Analysts are betting that inflation will begin to moderate in July, buoyed by base effects and a bumper harvest later this year.

“The government’s plan to import 250,000 metric tonnes (MT) of wheat and 250,000 MT of maize also bodes well for the food price outlook, providing a positive counterbalance to the inflationary risks,” they said.

“Overall, we expect headline inflation to moderate by 50 basis points to 33.7 percent,” CardinalStone analysts said.

Olaolu Boboye, lead economist at CardinalStone Research, said the base effect of inflation suggests that inflation peaked in June and will cool inflation in July.

“Inflation in July will see three major pressure points, which are a hike in fuel price pressure due to scarcity, exchange rate pressure, and sustained food pressures, but it won’t be enough to max out the benefit from the base effect,” Boboye said.

Naira hits convergence as CBN’s rare $876 auction boost liquidity

The naira has continued to rally, hitting a near convergence at the official and parallel market following the sale of $876 million through the retail Dutch auction system.

After trading last Thursday, the naira gained 0.18 percent as the dollar was quoted at N1,593.62 compared to N1,596.52 quoted on Wednesday at the Nigerian Autonomous Foreign Exchange Market (NAFEM), according to the data from the FMDQ Securities Exchange Limited.

On the parallel market, popularly called the black market, the naira gained further on Thursday as the dollar crashed to N1,595. This represents a 0.94 percent (N15) gain over N1,610 quoted in the morning trading on the black market.

In the latest testament to the CBN’s ongoing commitment to support the proper functioning of the foreign exchange market by enhancing liquidity when necessary, the apex bank offered $876 million to fulfil bids submitted by customers at an auction concluded on Wednesday, August 7, 2024.

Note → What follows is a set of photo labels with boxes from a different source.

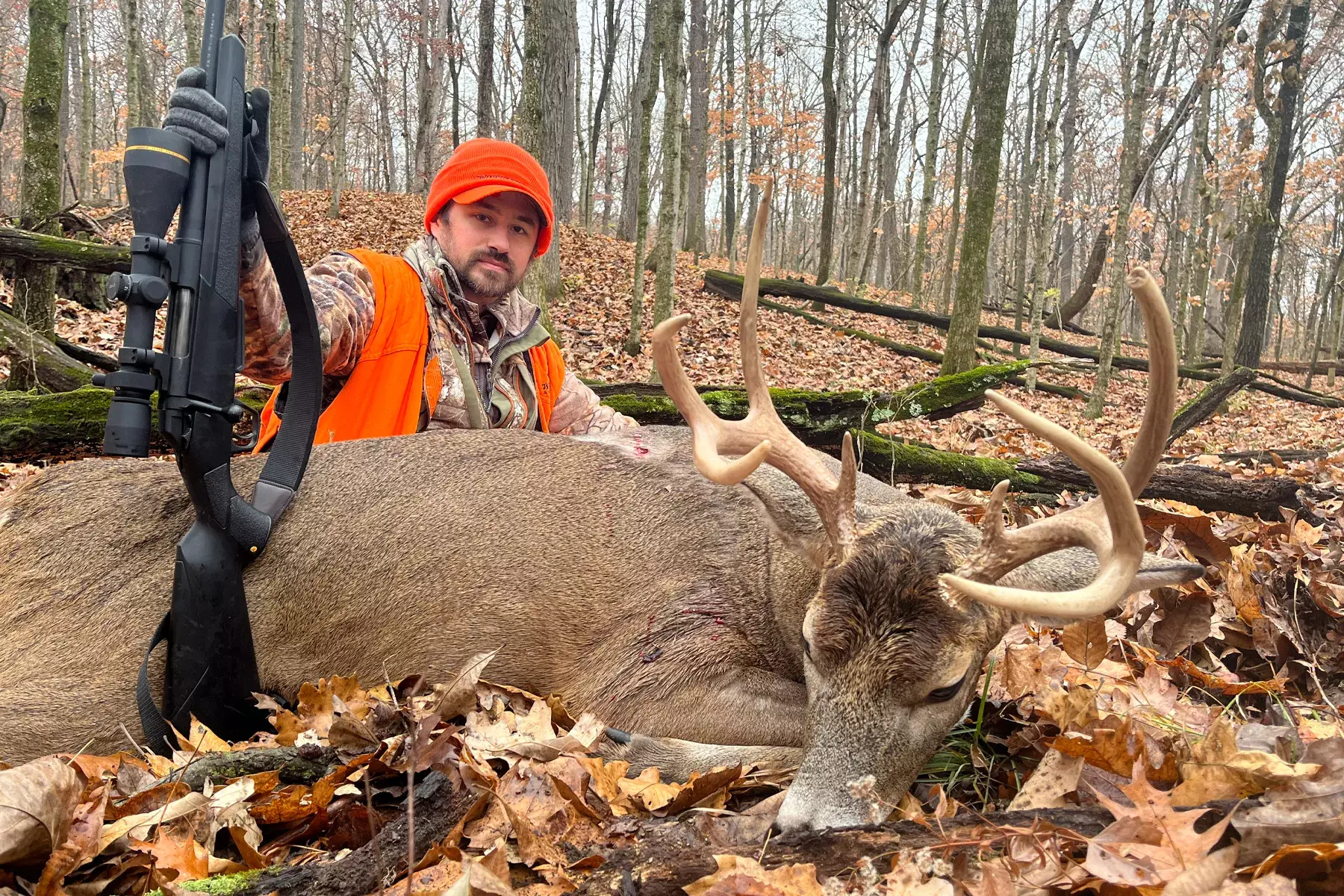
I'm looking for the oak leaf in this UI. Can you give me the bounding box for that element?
[1171,716,1321,806]
[682,856,821,896]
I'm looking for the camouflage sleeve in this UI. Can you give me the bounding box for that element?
[551,371,638,435]
[238,239,373,385]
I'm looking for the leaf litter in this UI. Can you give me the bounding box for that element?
[7,193,1344,896]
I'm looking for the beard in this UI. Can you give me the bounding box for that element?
[453,249,523,298]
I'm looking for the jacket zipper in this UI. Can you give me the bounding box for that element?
[478,308,541,422]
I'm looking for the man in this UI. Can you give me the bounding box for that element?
[164,69,635,446]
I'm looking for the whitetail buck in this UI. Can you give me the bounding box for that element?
[0,184,1201,829]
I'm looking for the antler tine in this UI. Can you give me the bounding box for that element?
[653,180,857,558]
[942,267,1176,618]
[1121,264,1177,498]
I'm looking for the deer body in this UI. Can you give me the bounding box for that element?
[0,185,1203,830]
[0,427,974,760]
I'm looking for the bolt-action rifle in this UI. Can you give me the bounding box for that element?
[101,0,321,751]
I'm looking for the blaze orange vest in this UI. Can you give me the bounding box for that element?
[254,249,564,451]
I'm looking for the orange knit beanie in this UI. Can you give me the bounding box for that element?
[425,137,555,258]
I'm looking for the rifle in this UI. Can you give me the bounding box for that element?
[99,0,323,752]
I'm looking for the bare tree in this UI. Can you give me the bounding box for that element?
[7,0,69,390]
[942,0,1018,375]
[328,0,355,217]
[1223,0,1312,368]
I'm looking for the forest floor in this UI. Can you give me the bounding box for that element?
[0,192,1344,896]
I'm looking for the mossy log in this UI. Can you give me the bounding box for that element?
[0,305,93,393]
[0,227,131,274]
[1166,367,1257,447]
[597,360,1031,446]
[0,365,1030,459]
[758,298,1087,399]
[0,384,270,461]
[855,432,1322,518]
[703,270,1344,407]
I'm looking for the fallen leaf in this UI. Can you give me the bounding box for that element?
[434,650,499,719]
[682,856,822,896]
[131,825,210,883]
[1083,760,1233,886]
[1171,716,1321,806]
[1236,738,1344,862]
[1059,617,1110,669]
[0,756,84,865]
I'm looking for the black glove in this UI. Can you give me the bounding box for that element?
[164,69,228,156]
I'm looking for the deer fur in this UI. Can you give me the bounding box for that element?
[0,427,1201,827]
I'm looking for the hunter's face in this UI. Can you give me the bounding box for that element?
[432,190,541,305]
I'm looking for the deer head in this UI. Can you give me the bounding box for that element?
[653,184,1203,830]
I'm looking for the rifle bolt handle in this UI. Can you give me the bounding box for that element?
[106,271,131,302]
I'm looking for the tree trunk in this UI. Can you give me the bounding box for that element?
[517,0,579,337]
[285,0,306,190]
[653,0,685,340]
[682,0,709,258]
[817,0,840,286]
[942,0,1018,373]
[75,0,94,197]
[411,0,432,195]
[615,14,659,241]
[181,0,203,66]
[1083,0,1156,418]
[911,0,948,308]
[1225,0,1312,368]
[583,0,621,230]
[703,269,1344,407]
[119,0,144,131]
[8,0,67,390]
[326,0,355,217]
[478,0,499,137]
[719,0,738,264]
[621,0,661,355]
[1057,0,1250,324]
[1027,0,1074,391]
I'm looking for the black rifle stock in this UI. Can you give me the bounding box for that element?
[104,0,321,751]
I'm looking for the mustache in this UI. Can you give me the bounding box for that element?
[467,249,514,274]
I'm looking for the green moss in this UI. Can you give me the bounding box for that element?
[0,385,270,458]
[853,432,1050,491]
[602,360,1030,444]
[148,869,262,896]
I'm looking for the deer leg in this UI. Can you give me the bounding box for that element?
[597,728,803,780]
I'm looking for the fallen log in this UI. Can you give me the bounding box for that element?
[0,227,131,274]
[0,360,1030,459]
[1166,367,1257,447]
[0,384,270,461]
[756,298,1087,399]
[703,270,1344,407]
[855,432,1339,520]
[578,799,1235,896]
[1016,454,1322,520]
[236,771,476,896]
[0,302,121,373]
[0,313,93,392]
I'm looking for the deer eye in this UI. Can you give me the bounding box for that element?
[926,676,966,703]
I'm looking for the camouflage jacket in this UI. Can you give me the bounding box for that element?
[238,235,637,435]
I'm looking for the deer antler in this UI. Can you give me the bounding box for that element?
[653,180,857,560]
[942,266,1176,619]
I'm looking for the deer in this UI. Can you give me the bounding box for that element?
[0,182,1203,832]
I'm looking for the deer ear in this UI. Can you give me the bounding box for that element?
[998,548,1204,594]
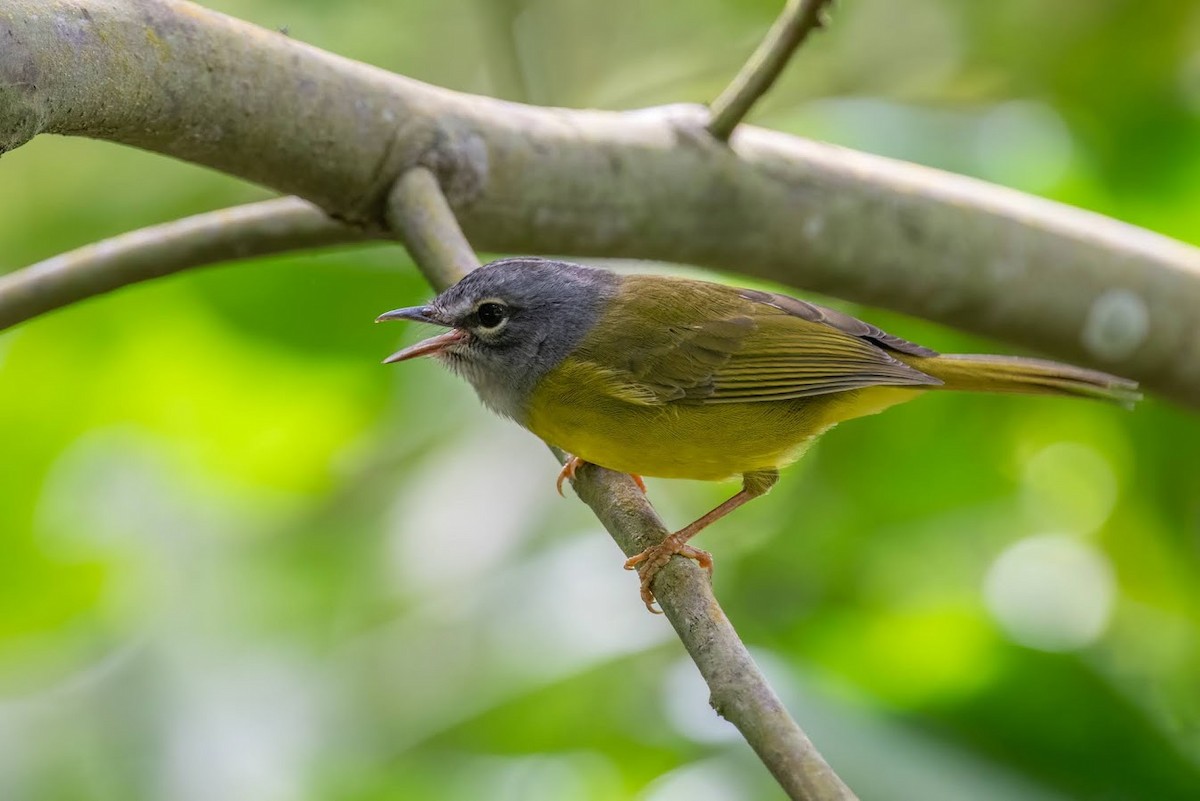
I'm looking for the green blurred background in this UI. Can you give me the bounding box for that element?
[0,0,1200,801]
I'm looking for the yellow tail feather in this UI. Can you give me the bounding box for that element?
[898,354,1141,409]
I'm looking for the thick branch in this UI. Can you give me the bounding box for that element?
[0,198,368,330]
[0,0,1200,405]
[388,168,854,801]
[708,0,830,141]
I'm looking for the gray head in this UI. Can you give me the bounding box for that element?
[378,258,617,422]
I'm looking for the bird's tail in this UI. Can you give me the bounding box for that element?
[901,354,1141,409]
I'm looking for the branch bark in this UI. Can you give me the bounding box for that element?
[708,0,832,141]
[0,0,1200,405]
[388,167,856,801]
[0,198,371,331]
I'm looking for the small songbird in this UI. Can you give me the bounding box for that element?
[378,258,1140,612]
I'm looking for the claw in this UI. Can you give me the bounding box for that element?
[625,531,713,615]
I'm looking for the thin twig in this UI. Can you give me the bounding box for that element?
[0,198,370,331]
[708,0,832,141]
[386,167,854,801]
[386,167,479,286]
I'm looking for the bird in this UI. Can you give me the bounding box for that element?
[377,257,1141,613]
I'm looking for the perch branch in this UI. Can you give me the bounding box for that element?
[386,167,854,801]
[708,0,832,141]
[0,0,1200,406]
[0,198,368,331]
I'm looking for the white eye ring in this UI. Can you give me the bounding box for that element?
[475,297,510,331]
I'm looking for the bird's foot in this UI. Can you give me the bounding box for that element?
[625,529,713,615]
[554,456,646,495]
[554,456,587,495]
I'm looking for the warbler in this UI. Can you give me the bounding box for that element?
[377,258,1140,612]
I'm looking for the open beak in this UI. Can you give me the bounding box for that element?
[376,306,469,365]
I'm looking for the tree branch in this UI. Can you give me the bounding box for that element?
[388,167,479,286]
[388,167,854,801]
[0,0,1200,405]
[708,0,832,141]
[0,198,370,331]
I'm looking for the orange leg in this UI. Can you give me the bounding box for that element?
[625,470,779,615]
[554,456,646,495]
[554,456,587,498]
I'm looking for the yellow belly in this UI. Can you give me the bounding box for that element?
[526,363,919,481]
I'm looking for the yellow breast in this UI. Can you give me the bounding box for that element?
[526,359,914,481]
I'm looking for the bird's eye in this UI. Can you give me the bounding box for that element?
[475,301,509,329]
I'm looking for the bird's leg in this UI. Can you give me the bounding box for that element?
[554,453,646,495]
[625,470,779,614]
[554,453,587,498]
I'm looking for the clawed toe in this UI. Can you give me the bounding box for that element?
[625,534,713,615]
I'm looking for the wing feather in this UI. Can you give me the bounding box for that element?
[578,276,941,405]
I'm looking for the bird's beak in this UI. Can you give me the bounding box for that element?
[376,306,469,365]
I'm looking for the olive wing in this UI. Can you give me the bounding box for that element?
[595,281,941,405]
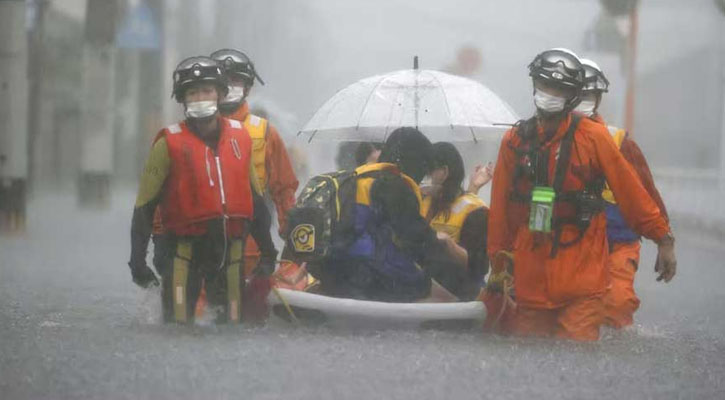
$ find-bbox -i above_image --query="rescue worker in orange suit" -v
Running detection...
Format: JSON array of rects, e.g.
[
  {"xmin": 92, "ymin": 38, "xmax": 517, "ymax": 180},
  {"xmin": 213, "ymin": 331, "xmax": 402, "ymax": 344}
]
[
  {"xmin": 128, "ymin": 57, "xmax": 277, "ymax": 323},
  {"xmin": 488, "ymin": 49, "xmax": 676, "ymax": 341},
  {"xmin": 210, "ymin": 49, "xmax": 299, "ymax": 272},
  {"xmin": 575, "ymin": 59, "xmax": 667, "ymax": 328}
]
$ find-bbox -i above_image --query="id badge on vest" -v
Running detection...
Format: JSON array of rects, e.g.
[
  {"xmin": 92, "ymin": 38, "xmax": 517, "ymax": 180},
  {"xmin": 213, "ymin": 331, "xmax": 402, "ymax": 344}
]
[{"xmin": 529, "ymin": 186, "xmax": 556, "ymax": 233}]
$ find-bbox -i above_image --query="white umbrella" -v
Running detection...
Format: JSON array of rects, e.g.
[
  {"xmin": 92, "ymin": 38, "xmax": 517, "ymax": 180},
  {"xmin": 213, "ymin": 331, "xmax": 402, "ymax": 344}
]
[{"xmin": 299, "ymin": 62, "xmax": 519, "ymax": 142}]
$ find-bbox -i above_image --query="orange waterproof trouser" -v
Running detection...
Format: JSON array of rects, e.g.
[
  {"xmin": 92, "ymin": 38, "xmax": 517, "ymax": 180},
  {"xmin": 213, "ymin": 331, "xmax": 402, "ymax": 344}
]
[
  {"xmin": 511, "ymin": 296, "xmax": 604, "ymax": 341},
  {"xmin": 604, "ymin": 241, "xmax": 642, "ymax": 328}
]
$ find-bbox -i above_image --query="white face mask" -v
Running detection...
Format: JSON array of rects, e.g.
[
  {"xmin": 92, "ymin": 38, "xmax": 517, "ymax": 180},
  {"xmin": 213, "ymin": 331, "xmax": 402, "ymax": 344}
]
[
  {"xmin": 576, "ymin": 100, "xmax": 597, "ymax": 117},
  {"xmin": 184, "ymin": 101, "xmax": 217, "ymax": 118},
  {"xmin": 222, "ymin": 86, "xmax": 244, "ymax": 104},
  {"xmin": 534, "ymin": 90, "xmax": 566, "ymax": 113}
]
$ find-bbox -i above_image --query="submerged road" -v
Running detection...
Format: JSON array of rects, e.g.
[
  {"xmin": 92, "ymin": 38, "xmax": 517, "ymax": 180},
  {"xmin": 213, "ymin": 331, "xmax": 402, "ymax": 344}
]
[{"xmin": 0, "ymin": 194, "xmax": 725, "ymax": 400}]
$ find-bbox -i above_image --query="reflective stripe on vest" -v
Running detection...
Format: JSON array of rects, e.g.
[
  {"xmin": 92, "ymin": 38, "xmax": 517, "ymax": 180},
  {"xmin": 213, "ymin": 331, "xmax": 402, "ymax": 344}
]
[
  {"xmin": 244, "ymin": 114, "xmax": 268, "ymax": 190},
  {"xmin": 421, "ymin": 193, "xmax": 486, "ymax": 243},
  {"xmin": 161, "ymin": 118, "xmax": 253, "ymax": 235},
  {"xmin": 602, "ymin": 126, "xmax": 627, "ymax": 204}
]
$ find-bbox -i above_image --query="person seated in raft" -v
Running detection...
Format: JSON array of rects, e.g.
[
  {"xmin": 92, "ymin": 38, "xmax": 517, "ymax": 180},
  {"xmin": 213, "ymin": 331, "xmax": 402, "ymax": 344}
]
[
  {"xmin": 421, "ymin": 142, "xmax": 492, "ymax": 300},
  {"xmin": 320, "ymin": 127, "xmax": 455, "ymax": 302}
]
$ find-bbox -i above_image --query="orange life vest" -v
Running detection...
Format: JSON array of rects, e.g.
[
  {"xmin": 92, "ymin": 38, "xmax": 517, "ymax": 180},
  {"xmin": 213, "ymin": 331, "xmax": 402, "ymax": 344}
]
[{"xmin": 161, "ymin": 118, "xmax": 254, "ymax": 235}]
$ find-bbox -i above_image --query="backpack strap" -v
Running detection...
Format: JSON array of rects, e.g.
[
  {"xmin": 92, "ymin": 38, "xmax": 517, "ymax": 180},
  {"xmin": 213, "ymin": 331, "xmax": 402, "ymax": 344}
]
[{"xmin": 551, "ymin": 113, "xmax": 583, "ymax": 258}]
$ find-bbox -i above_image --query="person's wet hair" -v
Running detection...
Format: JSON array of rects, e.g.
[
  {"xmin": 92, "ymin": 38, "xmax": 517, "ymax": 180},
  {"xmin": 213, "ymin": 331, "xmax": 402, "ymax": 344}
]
[
  {"xmin": 355, "ymin": 142, "xmax": 382, "ymax": 167},
  {"xmin": 426, "ymin": 142, "xmax": 466, "ymax": 220},
  {"xmin": 378, "ymin": 127, "xmax": 433, "ymax": 183}
]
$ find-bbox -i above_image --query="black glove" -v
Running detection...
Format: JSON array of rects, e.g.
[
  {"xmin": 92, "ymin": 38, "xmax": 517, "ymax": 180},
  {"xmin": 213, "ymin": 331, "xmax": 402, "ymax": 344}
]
[
  {"xmin": 128, "ymin": 262, "xmax": 159, "ymax": 289},
  {"xmin": 254, "ymin": 252, "xmax": 277, "ymax": 277}
]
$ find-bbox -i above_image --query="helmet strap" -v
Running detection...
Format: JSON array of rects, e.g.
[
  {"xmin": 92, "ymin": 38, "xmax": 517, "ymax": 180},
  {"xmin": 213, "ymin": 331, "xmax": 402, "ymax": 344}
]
[{"xmin": 219, "ymin": 101, "xmax": 242, "ymax": 116}]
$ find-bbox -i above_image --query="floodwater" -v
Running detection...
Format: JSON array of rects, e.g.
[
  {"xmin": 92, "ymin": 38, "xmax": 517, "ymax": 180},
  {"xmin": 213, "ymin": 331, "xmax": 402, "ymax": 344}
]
[{"xmin": 0, "ymin": 191, "xmax": 725, "ymax": 399}]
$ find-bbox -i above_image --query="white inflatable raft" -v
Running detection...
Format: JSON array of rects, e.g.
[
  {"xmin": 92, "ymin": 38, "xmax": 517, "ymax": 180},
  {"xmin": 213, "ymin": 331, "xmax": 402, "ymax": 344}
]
[{"xmin": 268, "ymin": 288, "xmax": 486, "ymax": 323}]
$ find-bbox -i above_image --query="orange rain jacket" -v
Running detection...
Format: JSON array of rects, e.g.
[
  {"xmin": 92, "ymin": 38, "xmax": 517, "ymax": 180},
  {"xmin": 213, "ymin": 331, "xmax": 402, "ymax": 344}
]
[
  {"xmin": 590, "ymin": 114, "xmax": 669, "ymax": 220},
  {"xmin": 226, "ymin": 101, "xmax": 299, "ymax": 262},
  {"xmin": 227, "ymin": 101, "xmax": 299, "ymax": 227},
  {"xmin": 488, "ymin": 115, "xmax": 669, "ymax": 308}
]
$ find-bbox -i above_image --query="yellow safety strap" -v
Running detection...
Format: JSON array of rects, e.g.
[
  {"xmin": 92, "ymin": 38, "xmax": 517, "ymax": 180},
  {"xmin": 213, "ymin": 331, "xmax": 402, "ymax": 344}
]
[
  {"xmin": 227, "ymin": 239, "xmax": 244, "ymax": 322},
  {"xmin": 172, "ymin": 240, "xmax": 192, "ymax": 322}
]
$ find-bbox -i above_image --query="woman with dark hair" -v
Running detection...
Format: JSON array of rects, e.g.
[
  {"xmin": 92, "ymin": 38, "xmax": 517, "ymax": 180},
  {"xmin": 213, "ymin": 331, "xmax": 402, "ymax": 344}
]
[
  {"xmin": 355, "ymin": 142, "xmax": 383, "ymax": 167},
  {"xmin": 422, "ymin": 142, "xmax": 491, "ymax": 300},
  {"xmin": 320, "ymin": 127, "xmax": 453, "ymax": 302}
]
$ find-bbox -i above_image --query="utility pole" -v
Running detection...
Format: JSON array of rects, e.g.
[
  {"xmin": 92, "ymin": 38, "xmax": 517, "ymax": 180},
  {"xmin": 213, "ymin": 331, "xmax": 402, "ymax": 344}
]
[
  {"xmin": 715, "ymin": 0, "xmax": 725, "ymax": 189},
  {"xmin": 624, "ymin": 1, "xmax": 639, "ymax": 135},
  {"xmin": 78, "ymin": 0, "xmax": 120, "ymax": 208},
  {"xmin": 0, "ymin": 0, "xmax": 28, "ymax": 232}
]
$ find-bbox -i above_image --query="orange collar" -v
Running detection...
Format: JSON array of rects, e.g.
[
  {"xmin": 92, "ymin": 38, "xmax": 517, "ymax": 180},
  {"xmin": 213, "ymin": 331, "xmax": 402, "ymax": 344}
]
[
  {"xmin": 224, "ymin": 100, "xmax": 249, "ymax": 122},
  {"xmin": 536, "ymin": 113, "xmax": 571, "ymax": 146}
]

In line with its pledge to provide transparent access to foreign exchange for all legitimate customers, the CBN’s leadership has introduced an additional mechanism through the Retail Dutch Auction System (RDAS) to facilitate FX sales to end users directly.

The naira has come under pressure through seasonal demand from summer tourism as well as businesses seeking the greenback to bring in goods in the import-dependent nation.